Associate Professor, Thayer School of Engineering
Phone: 603-646-3861
Fax: 603-646-3856
E-mail: pogue@dartmouth.edu
Complete curriculum vitae is available in text format.
Our studies focus on developing a complete understanding of the in vivo processes which occur during photodynamic therapy (PDT) and developing new tools which can provide accurate estimation of the deposited dose during treatment. Dosimetry tools in PDT are still evolving and those which provide the most important information to monitor and control the deposited PDT dose need to be developed. In order to develop these tools, it is crucial to understand the photochemical and photobiological processes which occur in vivo, and how variations in the treatment can alter the nature of the biological effect. For example, examination of the vascular versus cellular targeting that can be achieved with PDT is not well understood, but simply varying the time between photosensitizer injection and the onset of light irradiation can alter the compartment within the tissue which is photosensitized. Our modeling of these processes has focused on the interaction between the photosensitizer, light, oxygen, tissue compartment and the resulting biological consequences. Essentially this becomes a matter of being able to measure these parmeters in vivo, and designing reliable systems to monitor the most useful parameters in standard application of the therapy.
A good model for refining dosimetry in patient treatment comes from radiation therapy, where decades of development have produced reliable and efficient tools for treatment planning prior to irradiation and dose monitoring with tissue simulating phantoms. Dosimetry in chemotherapy involves an accurate understanding of the drug pharmacokinetics in the patient. In PDT dosimetry, we must include both of these types of dosimetry in order to understand the patient-to-patient variability, as well as the intra-tumoral heterogeneity in response. Both of these effects can be minimized with careful attention to monitoring photosensitizer, light dose, oxygen and timing.

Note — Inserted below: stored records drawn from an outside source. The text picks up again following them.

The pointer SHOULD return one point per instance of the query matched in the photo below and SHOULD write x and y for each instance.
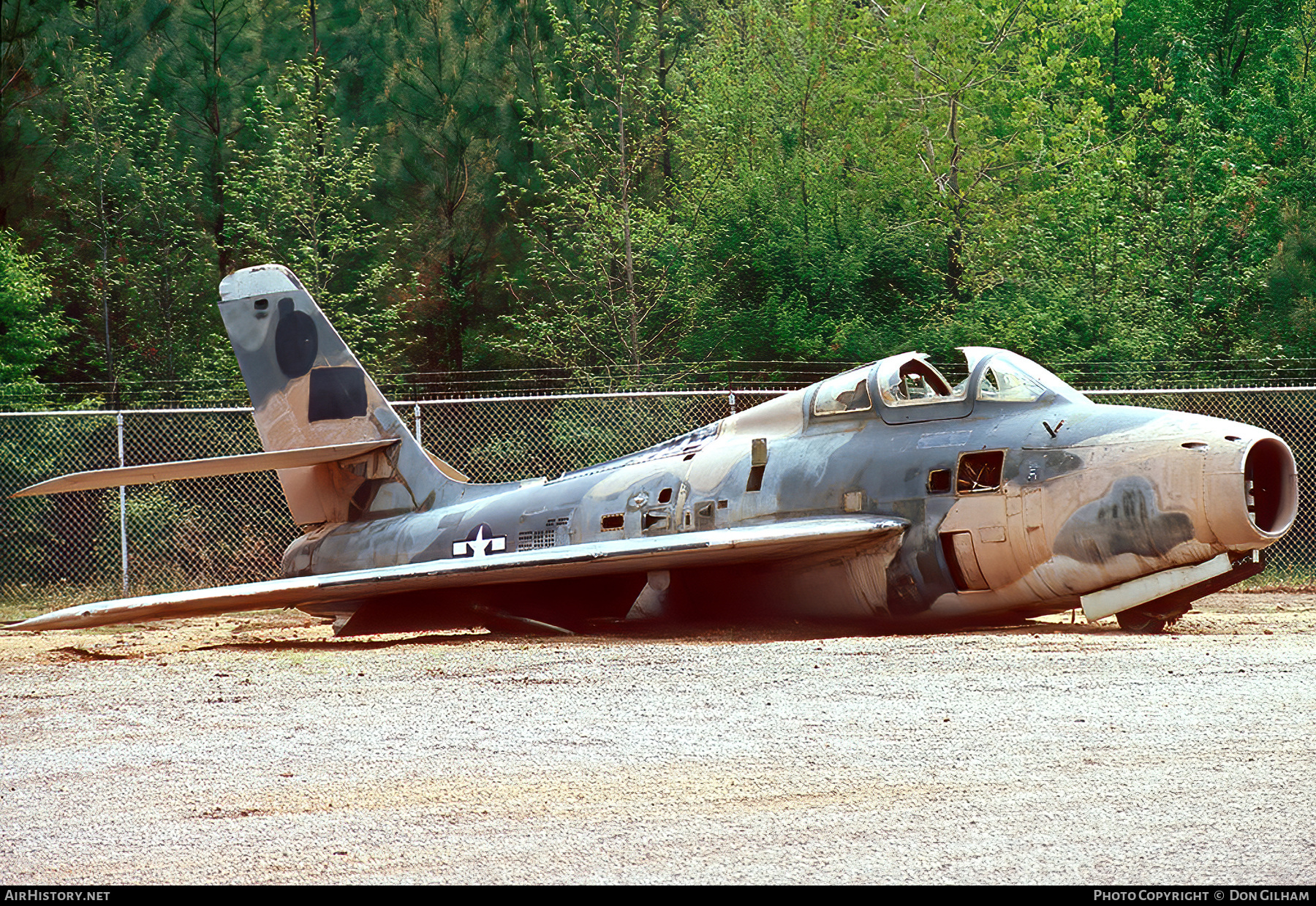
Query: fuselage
(1020, 497)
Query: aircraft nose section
(1250, 490)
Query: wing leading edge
(784, 540)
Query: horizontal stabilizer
(222, 465)
(773, 542)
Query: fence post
(123, 509)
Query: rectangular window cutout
(980, 472)
(654, 519)
(336, 393)
(756, 478)
(939, 481)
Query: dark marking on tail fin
(309, 390)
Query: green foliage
(31, 330)
(125, 238)
(607, 249)
(598, 184)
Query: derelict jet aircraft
(885, 494)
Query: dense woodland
(600, 185)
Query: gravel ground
(261, 750)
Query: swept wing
(774, 542)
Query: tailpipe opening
(1270, 485)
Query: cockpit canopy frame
(907, 388)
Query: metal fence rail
(88, 546)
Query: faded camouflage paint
(1110, 496)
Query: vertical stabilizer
(309, 390)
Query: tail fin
(309, 390)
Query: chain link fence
(88, 546)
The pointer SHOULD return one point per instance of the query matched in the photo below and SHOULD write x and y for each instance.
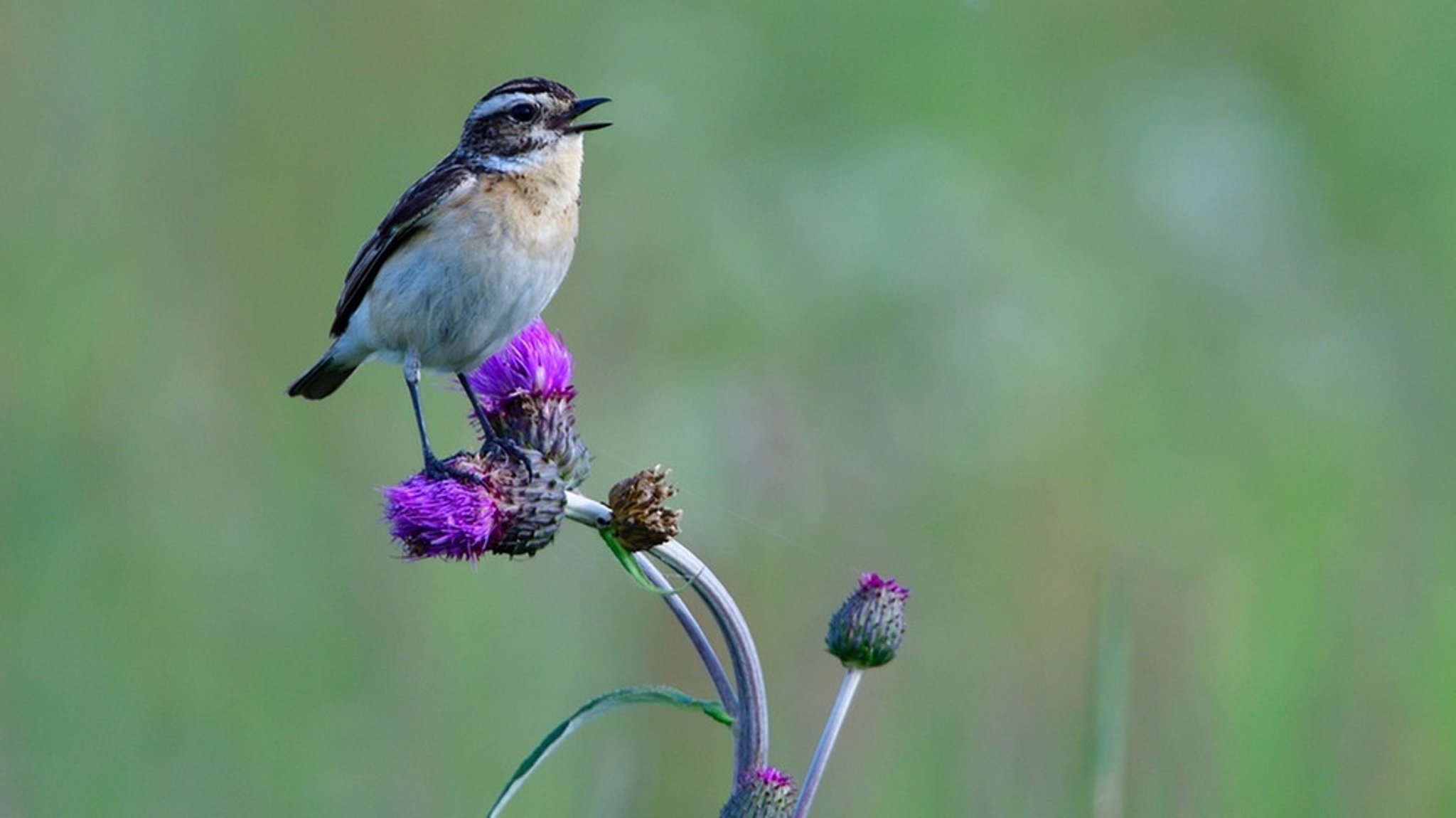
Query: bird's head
(526, 122)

Understanding the basic photochemistry occurring in vivo is all part of providing accurate dosimetry, yet the ability to accurately know the in vivo photochemistry occurring is limited. We can model the action of the molecules given some knowledge of the photochemical rate parameters, and if the parameters are accurate we can then predict photoxicity of cells due to a given PDT dose. However, parameters such as the photobleaching rate can be up to 1000 times faster in vivo than that observed in solution, so it is imperative to develop measurement techniques to observe photochemistry occurring in vivo. We are examining ways to directly measure in vivo, the (i) photosensitizer concentration, (ii) photobleaching rate, (iii) triplet yield, (iv) oxygen distribution changes, and (v) cellular toxicity.
Thus in order to directly probe the molecules activity and heterogeneity in vivo, we have developed micro-dosimetry instrumentation which can be used to measure fluorescence intensity in vivo and tissue oxygen tension in vivo (pO2). These tools provide the basic measurements required to provide an accurate model-based interpretation of the photodynamic treatment as well as appreciate the heterogeneity of response, which is observed between patients and also within an individual tumor. In these studies we contrast the efficacy of different photosensitizers and different treatment regimens to improve the overall treatment outcome and reduce inter-patient variability in treatment outcome.
Prediction of the photochemistry in vivo is challenging unless methods to directly measure relevant parameters in vivo are developed along with modeling studies. In our work, computer models are developed to predict oxygen distribution and consumption in tumor sections, using advanced finite element methods to simulate the geometries of capillaries taken from histologic slices. The deposited dose from singlet oxygen can be calculated spatially in this modeling to understand the dose dependence of tissue-killing and the nature of the microscopic heterogeneity in this dose. This type of modeling improves our understanding of both the heterogeneity of the dose deposition as well as the magnitude of dose which is required to kill tissue.